[Bioperl-l] Re: [Bioperl-guts-l] bioperl commit

Aaron J. Mackey amackey at pcbi.upenn.edu
Fri Jul 16 07:16:54 EDT 2004


On second (or third) thought, perhaps it would be better to formulate 
it like this:

   # oops, just read the first line of fasta record ...
   my $fasta = $line;
   while ( # still fasta, not gff # ) {
     $fasta .= $line;
   }
   # convert to seq:
   $seq = Bio::SeqIO->new(-fh => IO::String->new($fasta), -format => 
"fasta")->next_seq;

Otherwise, no matter how we fiddle with _readline, it's going to be 
ugly to "share" $self->{_readline} between two distinct objects.

-Aaron

On Jul 15, 2004, at 7:00 PM, Aaron J Mackey wrote:

>
> On Thu, 15 Jul 2004, Chris Mungall wrote:
>
>> However, the fasta parser sets the input record seperator $/=">\n", 
>> so I
>> actually have to read in up to but NOT including the next ^\> (or end 
>> of
>> file).
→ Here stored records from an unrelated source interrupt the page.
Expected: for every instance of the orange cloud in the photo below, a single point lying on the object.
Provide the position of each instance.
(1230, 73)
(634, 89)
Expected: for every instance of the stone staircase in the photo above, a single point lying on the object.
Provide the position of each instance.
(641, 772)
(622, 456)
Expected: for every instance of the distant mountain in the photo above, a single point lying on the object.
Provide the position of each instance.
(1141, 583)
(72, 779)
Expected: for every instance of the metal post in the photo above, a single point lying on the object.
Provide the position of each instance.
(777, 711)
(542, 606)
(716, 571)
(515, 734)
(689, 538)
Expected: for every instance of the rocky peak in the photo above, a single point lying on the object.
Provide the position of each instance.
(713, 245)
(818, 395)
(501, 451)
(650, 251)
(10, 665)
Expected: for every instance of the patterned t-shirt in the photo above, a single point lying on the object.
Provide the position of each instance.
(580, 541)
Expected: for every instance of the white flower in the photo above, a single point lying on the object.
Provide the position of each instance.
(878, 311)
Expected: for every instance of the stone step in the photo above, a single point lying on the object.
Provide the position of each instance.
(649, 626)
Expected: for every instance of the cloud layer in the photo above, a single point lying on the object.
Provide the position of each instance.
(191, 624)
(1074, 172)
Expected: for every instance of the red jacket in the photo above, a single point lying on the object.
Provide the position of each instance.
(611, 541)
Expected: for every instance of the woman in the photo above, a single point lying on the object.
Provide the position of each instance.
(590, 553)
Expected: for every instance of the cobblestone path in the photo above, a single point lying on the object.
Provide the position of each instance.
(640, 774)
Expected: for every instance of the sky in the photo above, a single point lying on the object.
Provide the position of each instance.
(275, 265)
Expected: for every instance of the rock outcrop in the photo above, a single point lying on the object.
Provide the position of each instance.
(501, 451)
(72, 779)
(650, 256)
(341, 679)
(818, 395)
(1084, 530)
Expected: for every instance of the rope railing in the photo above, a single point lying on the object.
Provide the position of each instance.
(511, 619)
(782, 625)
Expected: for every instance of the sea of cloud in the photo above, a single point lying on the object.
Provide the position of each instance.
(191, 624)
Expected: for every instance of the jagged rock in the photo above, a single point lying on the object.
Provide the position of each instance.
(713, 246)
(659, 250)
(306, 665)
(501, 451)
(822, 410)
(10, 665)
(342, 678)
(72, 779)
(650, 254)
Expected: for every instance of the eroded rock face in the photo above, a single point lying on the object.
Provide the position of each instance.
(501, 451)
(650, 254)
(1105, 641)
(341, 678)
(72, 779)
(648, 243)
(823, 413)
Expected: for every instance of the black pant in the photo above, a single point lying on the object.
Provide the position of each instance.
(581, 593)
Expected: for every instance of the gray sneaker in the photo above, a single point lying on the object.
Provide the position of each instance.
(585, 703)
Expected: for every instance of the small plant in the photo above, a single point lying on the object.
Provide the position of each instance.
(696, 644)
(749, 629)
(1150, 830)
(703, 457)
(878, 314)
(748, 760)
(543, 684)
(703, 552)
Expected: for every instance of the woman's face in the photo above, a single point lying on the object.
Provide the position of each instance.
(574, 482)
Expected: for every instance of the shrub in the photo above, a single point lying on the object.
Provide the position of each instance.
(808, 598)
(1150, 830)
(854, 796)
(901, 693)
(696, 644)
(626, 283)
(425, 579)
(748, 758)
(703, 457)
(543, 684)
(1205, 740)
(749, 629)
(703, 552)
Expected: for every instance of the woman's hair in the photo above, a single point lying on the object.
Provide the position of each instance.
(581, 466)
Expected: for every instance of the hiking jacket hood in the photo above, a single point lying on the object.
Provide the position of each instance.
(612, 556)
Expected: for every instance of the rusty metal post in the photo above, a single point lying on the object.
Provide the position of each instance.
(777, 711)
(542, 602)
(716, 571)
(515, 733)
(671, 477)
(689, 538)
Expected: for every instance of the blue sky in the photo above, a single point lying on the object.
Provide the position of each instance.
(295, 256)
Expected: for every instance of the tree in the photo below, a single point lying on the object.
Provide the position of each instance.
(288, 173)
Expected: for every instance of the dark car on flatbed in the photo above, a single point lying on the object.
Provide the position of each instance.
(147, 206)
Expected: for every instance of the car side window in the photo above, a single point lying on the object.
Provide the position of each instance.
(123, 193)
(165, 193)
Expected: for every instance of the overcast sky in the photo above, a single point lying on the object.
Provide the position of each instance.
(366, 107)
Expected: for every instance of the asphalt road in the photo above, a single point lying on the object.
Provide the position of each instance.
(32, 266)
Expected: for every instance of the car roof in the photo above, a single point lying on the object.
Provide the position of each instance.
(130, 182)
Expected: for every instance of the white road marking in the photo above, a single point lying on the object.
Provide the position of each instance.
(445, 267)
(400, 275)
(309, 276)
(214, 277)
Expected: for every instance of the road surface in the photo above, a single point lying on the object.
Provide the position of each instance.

Which means I actually have to switch $/ within the GFF parser!
>
> Hmm, doesn't it switch to "\n>" you mean?  Regardless, why should you 
> have to worry about it?  You _pushback, you send off to the next 
> parser; if it changes what $/ is, then Bio::Root::IO::_readline (or 
> maybe just a fasta.pm overriden version) could/should be savvy to it 
> (comments from the gallery?):
>
> Index: IO.pm
> ===================================================================
> RCS file: /home/repository/bioperl/bioperl-live/Bio/Root/IO.pm,v
> retrieving revision 1.51
> diff -r1.51 IO.pm
> 420,422c420,422
> <            Note also that the current implementation does not handle 
> pushed
> <            back input correctly unless the pushed back input ends 
> with the
> <            value of $/.
> ---
>>            Note also that the current implementation does handle
>>            pushed back input correctly when the pushed back input
>>            doesn't end with whatever is the local value of $/.
> 441a442,455
>>
>>     # If $/ has changed since the push back occurred, we may need to
>>     # adjust the buffering ...
>>     if (defined($line) && defined($/) && $line =~ m!$/!) {
>>       # $/ is defined (not in file-slurp mode); does our current
>>       # line have too much stuff already?
>>       if (length($')) {
>>           $line = "$`$/";
>>           unshift @{$self->{'_readbuffer'}}, $';
>>         }
>>     } elsif (!eof($fh)) {
>>         # need to read some more ...
>>         $line .= <$fh>;
>>     }
>
>
>> The simple solution is to force everyone to preceed the fasta section 
>> with
>> a ##FASTA directive - however, the spec says this is optional.
>
> Nah, the simple solution is to fix BioPerl ;)
>
>> Of course, I could just go back to my own 8-line fasta parsing code
>> within GFF.pm.....
>
> No, then you'd need to worry about it keeping in sync with 
> SeqIO/fasta.pm, which is what we're trying to avoid, if possible.
>
> I repeat: thanks for the hard work!
>
> -Aaron
>
--
Aaron J. Mackey, Ph.D.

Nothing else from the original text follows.